Già a maggio, quando fu aggiornata la lista dei Paesi sicuri, Albano sottolineava come il decreto ministeriale fosse una fonte normativa secondaria, subordinata a Costituzione, leggi ordinarie e normativa Ue, e che quindi ai giudici spetti verificare se il Paese sicuro “possa essere effettivamente considerato tale in base a quanto stabilito dalla legge”.
Esattamente quanto fatto - anche alla luce di una recente sentenza della Corte di giustizia Ue - per i casi dei 12 richiedenti asilo portati mercoledì in Albania, e poi nel primo pomeriggio spostati con una motovedetta a Bari. Per il presidente dell’Anm Giuseppe Santalucia è “solo l’applicazione di norme cogenti non solo per i magistrati ma per gli Stati. Lo saranno anche per il governo nel momento in cui - come è stato annunciato - si appresta a trovare nuove soluzioni”.
Secondo Meloni questa impostazione “pregiudiziale” impedisce una “politica di difesa dei confini”. “Non indietreggiamo”, è la linea nel suo partito. La risposta del governo sarà appunto un decreto legge, che riguarda non solo l’indicazione dei Paesi sicuri ma probabilmente anche una revisione dell’esame delle domande di asilo e dei meccanismi dei ricorsi.

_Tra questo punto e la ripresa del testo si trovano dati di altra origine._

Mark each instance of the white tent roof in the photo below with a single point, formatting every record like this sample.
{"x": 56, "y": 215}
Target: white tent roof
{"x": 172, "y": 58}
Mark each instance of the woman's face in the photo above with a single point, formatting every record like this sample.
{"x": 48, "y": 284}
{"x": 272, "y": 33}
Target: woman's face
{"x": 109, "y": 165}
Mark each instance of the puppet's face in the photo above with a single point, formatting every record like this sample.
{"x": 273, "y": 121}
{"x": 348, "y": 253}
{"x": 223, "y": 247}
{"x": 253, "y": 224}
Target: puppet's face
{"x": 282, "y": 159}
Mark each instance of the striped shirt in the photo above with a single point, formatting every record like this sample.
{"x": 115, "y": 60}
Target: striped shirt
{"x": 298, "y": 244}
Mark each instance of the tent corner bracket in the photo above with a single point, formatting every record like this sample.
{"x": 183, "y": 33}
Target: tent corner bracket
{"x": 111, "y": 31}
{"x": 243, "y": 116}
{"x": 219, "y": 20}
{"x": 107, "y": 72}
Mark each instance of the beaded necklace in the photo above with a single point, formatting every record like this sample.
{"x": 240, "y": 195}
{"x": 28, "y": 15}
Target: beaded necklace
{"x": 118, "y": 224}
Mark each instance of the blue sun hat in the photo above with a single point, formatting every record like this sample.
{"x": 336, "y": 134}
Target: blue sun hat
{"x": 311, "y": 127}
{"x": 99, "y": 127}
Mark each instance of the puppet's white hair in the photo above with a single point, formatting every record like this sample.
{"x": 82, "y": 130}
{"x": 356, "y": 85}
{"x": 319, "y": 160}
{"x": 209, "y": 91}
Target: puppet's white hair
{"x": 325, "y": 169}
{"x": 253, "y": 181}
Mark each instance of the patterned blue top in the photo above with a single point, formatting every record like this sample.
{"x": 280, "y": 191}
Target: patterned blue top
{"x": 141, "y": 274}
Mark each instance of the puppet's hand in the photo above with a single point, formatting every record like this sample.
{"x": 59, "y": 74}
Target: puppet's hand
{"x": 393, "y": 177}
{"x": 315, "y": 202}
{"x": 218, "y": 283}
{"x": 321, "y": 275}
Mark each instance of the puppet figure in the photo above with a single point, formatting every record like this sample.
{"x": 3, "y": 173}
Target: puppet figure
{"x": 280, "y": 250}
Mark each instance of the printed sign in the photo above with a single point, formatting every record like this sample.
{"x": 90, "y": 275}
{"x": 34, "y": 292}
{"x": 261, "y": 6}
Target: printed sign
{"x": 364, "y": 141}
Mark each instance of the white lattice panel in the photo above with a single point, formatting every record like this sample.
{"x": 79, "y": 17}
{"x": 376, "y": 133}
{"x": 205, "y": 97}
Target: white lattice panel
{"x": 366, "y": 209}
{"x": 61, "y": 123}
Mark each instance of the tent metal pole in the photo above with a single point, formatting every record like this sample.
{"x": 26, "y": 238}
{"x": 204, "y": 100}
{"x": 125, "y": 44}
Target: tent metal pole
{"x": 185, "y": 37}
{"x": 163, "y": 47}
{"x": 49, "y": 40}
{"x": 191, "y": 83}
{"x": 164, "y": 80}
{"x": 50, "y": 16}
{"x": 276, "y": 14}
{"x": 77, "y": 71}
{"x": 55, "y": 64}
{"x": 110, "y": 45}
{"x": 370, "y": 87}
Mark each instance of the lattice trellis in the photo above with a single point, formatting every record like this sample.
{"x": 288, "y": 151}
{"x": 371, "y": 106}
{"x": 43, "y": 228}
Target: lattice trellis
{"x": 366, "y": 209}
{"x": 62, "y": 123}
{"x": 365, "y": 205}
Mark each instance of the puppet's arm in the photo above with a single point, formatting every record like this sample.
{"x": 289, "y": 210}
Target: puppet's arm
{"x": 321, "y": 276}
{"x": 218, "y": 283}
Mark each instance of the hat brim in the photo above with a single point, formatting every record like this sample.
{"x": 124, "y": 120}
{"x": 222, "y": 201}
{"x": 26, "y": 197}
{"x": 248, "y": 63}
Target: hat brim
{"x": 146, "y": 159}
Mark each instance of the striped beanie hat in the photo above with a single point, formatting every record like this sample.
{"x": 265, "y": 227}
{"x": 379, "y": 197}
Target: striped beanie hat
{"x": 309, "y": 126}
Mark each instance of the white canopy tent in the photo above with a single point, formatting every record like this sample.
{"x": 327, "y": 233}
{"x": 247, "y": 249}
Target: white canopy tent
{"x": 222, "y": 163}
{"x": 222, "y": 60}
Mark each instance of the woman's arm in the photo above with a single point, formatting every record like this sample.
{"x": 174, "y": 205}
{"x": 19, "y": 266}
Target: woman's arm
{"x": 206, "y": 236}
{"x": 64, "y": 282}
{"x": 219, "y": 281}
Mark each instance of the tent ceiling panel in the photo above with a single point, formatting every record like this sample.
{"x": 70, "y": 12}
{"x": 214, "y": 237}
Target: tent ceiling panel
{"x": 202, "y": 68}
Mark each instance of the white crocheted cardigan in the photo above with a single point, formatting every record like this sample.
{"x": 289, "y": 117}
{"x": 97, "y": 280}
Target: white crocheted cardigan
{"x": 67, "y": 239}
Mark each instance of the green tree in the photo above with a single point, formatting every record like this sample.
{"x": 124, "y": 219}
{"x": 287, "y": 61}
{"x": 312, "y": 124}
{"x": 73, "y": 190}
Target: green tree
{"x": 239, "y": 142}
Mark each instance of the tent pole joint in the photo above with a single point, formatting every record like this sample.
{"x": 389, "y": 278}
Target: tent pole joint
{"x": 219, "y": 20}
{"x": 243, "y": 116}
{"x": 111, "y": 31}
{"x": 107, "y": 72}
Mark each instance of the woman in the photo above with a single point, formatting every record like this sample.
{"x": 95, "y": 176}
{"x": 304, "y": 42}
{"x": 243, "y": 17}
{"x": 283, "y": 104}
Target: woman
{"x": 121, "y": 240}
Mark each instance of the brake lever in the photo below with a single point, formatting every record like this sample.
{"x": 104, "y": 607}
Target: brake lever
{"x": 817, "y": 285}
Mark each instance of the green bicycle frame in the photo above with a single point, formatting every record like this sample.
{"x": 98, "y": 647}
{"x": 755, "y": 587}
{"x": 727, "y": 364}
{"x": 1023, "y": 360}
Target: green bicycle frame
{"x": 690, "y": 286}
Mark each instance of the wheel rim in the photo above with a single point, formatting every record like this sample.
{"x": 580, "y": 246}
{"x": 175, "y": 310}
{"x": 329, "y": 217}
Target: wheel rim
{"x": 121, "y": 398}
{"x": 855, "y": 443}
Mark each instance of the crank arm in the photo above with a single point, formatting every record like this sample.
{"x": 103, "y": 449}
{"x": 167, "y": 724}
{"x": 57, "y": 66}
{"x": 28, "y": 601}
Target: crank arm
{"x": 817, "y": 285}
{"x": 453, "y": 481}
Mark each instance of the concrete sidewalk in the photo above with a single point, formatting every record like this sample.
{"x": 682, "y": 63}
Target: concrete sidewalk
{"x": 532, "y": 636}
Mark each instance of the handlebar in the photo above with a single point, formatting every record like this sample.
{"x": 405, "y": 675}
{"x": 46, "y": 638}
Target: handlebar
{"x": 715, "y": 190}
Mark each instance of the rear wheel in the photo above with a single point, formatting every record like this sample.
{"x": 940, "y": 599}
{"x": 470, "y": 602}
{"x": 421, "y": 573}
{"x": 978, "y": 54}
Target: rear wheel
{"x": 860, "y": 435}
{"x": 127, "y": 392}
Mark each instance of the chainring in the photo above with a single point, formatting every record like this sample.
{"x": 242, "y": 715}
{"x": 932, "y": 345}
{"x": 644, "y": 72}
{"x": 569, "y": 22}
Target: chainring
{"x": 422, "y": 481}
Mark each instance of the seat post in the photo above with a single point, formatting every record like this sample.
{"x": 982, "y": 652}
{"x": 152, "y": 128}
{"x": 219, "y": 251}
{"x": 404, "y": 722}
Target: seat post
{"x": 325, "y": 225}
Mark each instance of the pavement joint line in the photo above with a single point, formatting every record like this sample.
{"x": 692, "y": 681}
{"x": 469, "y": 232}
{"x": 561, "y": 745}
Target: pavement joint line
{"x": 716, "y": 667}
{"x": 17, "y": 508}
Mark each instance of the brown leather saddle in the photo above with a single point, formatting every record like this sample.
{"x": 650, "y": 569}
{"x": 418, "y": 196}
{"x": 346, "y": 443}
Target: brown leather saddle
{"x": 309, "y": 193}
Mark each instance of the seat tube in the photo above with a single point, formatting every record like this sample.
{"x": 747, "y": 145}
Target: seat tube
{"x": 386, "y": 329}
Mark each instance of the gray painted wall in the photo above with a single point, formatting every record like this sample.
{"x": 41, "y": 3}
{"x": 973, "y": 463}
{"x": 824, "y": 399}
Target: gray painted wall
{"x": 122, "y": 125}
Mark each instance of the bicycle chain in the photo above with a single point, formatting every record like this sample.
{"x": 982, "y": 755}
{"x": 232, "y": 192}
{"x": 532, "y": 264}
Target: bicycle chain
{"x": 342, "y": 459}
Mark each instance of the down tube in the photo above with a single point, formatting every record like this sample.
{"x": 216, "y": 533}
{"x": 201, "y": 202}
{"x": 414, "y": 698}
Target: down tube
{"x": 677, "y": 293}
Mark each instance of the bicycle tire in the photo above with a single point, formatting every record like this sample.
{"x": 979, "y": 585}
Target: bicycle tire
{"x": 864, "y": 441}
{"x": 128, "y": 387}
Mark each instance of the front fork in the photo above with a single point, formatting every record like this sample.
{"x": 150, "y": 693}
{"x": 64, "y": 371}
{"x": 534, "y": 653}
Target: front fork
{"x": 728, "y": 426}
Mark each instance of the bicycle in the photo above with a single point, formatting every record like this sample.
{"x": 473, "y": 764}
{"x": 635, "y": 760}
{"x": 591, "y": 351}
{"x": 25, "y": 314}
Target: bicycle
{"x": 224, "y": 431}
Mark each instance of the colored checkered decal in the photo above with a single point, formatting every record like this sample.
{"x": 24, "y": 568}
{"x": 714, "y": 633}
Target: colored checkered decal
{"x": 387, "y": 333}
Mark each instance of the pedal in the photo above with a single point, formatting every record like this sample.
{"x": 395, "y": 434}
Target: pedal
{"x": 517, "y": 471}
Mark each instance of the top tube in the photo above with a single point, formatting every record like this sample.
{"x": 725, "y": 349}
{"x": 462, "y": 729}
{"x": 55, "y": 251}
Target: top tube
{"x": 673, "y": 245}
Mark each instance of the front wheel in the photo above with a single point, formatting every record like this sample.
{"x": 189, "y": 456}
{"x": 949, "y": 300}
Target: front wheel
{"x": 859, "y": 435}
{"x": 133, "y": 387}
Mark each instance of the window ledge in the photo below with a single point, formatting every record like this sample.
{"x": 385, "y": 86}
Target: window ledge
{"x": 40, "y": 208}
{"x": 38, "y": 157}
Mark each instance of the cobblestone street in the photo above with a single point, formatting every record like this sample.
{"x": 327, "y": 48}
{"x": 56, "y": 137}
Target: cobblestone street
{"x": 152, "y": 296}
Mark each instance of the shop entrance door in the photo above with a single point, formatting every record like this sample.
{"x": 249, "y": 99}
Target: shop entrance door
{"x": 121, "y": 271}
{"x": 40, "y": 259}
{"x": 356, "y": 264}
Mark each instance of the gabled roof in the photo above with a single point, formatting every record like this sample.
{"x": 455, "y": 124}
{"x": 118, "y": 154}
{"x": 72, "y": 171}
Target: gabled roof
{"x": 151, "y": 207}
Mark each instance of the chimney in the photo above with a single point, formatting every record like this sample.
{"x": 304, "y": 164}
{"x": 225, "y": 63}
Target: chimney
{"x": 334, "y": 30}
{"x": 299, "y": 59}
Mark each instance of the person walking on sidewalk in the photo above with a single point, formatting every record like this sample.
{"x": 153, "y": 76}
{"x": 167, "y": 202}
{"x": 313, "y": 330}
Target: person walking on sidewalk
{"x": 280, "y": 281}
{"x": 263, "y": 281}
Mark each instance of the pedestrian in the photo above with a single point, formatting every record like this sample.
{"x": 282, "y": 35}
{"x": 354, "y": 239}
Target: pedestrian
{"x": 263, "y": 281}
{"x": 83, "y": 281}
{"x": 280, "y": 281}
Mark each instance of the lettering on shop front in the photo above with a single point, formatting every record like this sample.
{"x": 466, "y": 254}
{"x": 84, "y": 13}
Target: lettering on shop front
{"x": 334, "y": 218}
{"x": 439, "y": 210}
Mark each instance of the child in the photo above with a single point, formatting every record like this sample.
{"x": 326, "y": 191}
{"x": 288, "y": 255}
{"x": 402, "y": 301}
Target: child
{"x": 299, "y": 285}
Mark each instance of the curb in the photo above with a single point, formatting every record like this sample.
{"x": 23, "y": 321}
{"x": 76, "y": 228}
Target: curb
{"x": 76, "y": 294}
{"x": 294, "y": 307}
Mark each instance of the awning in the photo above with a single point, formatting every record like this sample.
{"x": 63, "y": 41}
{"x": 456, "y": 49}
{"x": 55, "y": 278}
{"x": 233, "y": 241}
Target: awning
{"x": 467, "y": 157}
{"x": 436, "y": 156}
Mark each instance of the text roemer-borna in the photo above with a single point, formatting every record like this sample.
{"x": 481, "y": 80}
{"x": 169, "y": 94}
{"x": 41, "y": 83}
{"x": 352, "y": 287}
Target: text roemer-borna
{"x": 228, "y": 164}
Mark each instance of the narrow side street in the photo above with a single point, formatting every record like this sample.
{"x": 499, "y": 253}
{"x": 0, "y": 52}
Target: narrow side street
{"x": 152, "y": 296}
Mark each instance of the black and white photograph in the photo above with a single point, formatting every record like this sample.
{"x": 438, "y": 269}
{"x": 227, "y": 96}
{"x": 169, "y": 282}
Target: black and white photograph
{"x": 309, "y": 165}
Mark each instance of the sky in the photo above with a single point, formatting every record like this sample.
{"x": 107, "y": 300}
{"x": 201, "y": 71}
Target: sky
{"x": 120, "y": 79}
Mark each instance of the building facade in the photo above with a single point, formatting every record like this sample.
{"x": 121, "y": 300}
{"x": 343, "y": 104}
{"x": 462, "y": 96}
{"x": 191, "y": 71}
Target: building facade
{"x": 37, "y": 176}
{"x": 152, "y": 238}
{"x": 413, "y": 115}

Proprio venerdì il Consiglio europeo aveva discusso proprio sul tema dei migranti, compreso il caso Albania-Italia. I leader Ue hanno chiesto alla Commissione europea di presentare “una nuova proposta legislativa con urgenza” sui rimpatri. “Il Consiglio europeo - si legge nelle conclusioni del vertice - chiede un’azione determinata a tutti i livelli per facilitare, aumentare e accelerare i rimpatri dall’Unione europea, utilizzando tutte le politiche, gli strumenti e i mezzi pertinenti dell’Ue, tra cui diplomazia, sviluppo, commercio e visti”. “Dovrebbero inoltre essere considerate vie innovative per contrastare la migrazione irregolare, in linea con la legge Ue e internazionale”, aggiungono i leader.
Sul modello Italia-Albania, si sono viste opinioni discordanti tra i capi di Stato. “La nostra posizione è chiara: non siamo a favore di queste formule” come quella del modello Albania “che non affrontano i problemi e ne creano altri: siamo per una visione più ampia, a favore della collaborazione con i Paesi di origine, a favore dell’immigrazione regolare”, ha detto lo spagnolo Pedro Sanchez.